Comportamento

O frio e a educação infantil

Em tempos passados, eram frequentes as famílias numerosas, e as roupas passavam dos irmãos mais velhos para os mais novos. As roupas de inverno, que costumam ter longa vida, deixavam o seu dono original, pelo crescimento natural esperado nas crianças. Assim, a roupa servia a muitos irmãos, e, às vezes, ainda permanecia quase nova. Ainda hoje esse costume se mantém naqueles que, com alegria, encaram este desafio; mas, na maioria das famílias, as roupas já não servem a tantos irmãos como no passado.

O fato é que, sem falar da polêmica climática, a cidade de São Paulo, que já não convive com os invernos prolongados de décadas atrás, acaba pegando a muitos de surpresa no guarda-roupa ou nas ruas. Semanas de frio rigoroso, alternadas com semanas de calor... Assim, as crianças tiram do guarda-roupa seus agasalhos e percebem que não cabem mais. Os pais, preocupados rapidamente providenciam novos. E o que fazer com os que não servem mais? Ainda é frequente que se comprem os novos e se mantenham os antigos juntos. Fica a expectativa de “depois eu vejo...” E, assim, os guarda-roupas de crianças podem ficar entulhados. O inverno acaba e até o próximo ano não se fala mais no assunto.  

A situação descrita, que se repete em muitos lares, é uma excelente oportunidade para os pais ensinarem aos filhos a olhar o outro que precisa do que estes já não usam. As desculpas, muitas dos próprios pais, são que “paguei muito caro por isto”; “pode ser que ainda venha mais um filho”; “deixa aí que quando eu for visitar fulana levarei para o filho dela”. O resultado é que a roupa fica guardada e alguém passará muito frio nas ruas. Além disso, o filho não aprendeu a importância de se desprender daquilo que já não usa e pode ser muito útil a outro. 

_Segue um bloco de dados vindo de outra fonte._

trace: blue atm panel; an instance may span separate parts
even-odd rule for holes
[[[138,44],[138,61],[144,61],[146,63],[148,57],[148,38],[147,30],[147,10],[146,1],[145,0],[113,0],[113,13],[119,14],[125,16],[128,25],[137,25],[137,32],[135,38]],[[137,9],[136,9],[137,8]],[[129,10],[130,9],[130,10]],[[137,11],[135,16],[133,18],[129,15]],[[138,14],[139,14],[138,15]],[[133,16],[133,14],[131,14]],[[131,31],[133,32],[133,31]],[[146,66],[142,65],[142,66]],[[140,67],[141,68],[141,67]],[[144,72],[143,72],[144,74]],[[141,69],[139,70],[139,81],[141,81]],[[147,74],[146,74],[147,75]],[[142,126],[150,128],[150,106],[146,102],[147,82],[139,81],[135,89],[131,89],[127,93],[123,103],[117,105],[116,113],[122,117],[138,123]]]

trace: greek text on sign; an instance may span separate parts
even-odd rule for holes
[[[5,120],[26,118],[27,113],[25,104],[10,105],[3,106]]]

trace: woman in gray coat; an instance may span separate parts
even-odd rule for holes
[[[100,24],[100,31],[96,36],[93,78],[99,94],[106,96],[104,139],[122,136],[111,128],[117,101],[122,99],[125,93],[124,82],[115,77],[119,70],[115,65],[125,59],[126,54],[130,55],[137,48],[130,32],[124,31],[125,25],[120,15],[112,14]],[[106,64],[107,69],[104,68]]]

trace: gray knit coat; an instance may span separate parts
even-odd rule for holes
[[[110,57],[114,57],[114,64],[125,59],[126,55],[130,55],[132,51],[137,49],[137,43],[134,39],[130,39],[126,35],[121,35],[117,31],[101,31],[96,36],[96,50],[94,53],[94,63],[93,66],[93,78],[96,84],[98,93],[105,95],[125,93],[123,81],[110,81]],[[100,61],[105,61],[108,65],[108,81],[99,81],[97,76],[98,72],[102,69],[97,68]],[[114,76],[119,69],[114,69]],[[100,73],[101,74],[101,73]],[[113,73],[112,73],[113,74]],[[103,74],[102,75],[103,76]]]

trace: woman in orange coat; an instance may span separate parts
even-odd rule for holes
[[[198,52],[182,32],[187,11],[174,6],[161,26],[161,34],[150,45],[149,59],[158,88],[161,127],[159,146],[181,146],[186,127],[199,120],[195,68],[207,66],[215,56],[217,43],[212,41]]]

A educação é um processo. E, como já diz o nome – processo –, tem um início e um caminhar ao longo dos anos. Ela se faz, principalmente, quando as crianças estão mais receptivas a acatar a vontade dos pais e a seguir o exemplo oferecido por eles, valendo-se de fatos cotidianos. Ninguém vai explicar solidariedade a uma criança pequena. A uma outra maior, já se pode conversar sobre ajudar quem não tem nada. O importante é que, quando fazemos, isso vai se incorporando aos hábitos dos filhos naturalmente. Essas oportunidades, que são terreno fértil para o desenvolvimento de virtudes, não podem passar despercebidas pelos pais.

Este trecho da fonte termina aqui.